The house was red-brick and would have been rather ugly, but its outlines were softened by a Virginia creeper climbing up one corner and by large trees in the front garden. It was at the junction of two residential streets and was still shabbier, much less smart than the surrounding houses. At first it was quite unfamiliar to Ramsay and he almost walked past it, then realized that it only seemed different because he had never been there in the winter. He had only seen it when the trees were in leaf and his memory was so fixed that now, in the gloomy half light, it was almost unrecognizable. It was the letters over the front door which stopped him short and made him turn into the drive.

When Ramsay arrived at Minsmere it was nearly dark and the street lights were on. It was already very cold. Through the living-room window, where the curtains had not yet been drawn, he saw the shape of a grand piano and the stool where Mrs Bennett had perched to give music lessons. He knocked at the door and wondered why he had never bumped into Prue in a place as small and intimate as Otterbridge. He did not flatter himself that she had been avoiding him. He had not been as important to her as that. Perhaps he had seen her shopping in Front Street on a busy Saturday morning with her daughter and not known her. The thought distressed him.
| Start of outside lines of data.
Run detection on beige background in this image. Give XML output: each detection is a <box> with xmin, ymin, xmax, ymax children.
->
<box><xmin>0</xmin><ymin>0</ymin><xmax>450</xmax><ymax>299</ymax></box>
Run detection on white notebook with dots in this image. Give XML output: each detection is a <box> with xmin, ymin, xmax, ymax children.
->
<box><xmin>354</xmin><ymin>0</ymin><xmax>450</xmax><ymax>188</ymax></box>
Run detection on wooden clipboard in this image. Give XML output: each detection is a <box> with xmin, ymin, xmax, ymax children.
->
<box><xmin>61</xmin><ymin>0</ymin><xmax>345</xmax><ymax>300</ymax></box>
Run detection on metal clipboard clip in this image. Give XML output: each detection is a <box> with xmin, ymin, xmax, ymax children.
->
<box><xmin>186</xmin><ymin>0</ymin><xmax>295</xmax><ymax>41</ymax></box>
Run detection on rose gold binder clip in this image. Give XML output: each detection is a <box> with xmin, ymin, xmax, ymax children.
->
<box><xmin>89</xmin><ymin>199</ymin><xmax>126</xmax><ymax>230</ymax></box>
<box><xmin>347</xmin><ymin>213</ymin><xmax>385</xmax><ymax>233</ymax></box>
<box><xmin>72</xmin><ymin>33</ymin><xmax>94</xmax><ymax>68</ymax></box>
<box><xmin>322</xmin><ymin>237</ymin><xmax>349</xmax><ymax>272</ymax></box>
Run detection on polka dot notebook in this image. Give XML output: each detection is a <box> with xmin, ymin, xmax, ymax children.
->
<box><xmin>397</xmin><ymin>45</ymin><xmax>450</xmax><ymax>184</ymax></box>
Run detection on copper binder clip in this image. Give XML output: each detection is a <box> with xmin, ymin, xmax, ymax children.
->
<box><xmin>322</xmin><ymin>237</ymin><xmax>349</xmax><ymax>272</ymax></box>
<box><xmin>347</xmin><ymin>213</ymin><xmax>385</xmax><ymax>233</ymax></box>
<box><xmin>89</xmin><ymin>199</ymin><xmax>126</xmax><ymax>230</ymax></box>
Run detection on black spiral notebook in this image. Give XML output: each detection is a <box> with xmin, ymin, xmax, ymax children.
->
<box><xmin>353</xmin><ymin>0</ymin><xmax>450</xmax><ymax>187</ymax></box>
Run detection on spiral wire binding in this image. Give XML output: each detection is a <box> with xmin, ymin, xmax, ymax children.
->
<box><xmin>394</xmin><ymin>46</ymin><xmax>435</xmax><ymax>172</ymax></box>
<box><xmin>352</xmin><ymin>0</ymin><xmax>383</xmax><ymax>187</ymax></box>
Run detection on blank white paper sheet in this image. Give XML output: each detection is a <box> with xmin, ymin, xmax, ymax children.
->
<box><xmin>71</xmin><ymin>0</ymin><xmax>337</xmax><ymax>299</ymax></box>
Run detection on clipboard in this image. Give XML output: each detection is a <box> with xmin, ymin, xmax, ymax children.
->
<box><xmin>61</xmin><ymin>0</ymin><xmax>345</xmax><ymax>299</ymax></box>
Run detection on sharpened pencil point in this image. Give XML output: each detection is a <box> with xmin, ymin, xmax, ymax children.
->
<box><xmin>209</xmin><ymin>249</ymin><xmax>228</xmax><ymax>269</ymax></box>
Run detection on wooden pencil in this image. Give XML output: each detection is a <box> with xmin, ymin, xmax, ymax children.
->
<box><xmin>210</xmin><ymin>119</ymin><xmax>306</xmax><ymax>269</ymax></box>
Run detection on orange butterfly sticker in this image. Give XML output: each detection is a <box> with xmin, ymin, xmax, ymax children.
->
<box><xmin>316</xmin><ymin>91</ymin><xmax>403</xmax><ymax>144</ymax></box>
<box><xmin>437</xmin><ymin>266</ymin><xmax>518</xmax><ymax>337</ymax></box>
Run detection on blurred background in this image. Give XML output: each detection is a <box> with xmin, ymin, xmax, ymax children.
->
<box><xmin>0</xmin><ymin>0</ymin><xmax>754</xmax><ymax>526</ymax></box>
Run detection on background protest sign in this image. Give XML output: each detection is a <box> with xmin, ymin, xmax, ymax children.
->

She opened the door to him almost immediately then stood in the doorway staring out at him, waiting for him to take the initiative. She was still slim and straight and wore clothes she might have chosen as a girl-denim jeans and a long jersey.

‘I’m sorry to disturb you,’ he said, taking refuge in formality. ‘ I explained that I’d need to see you again.’

‘Come in,’ she said. ‘We’ll go through to the kitchen. It’s still the only warm room in the house.’

She was wearing flat leather slippers which slapped against the red-tile floor as she walked ahead of him through the dusty hall to the back of the house.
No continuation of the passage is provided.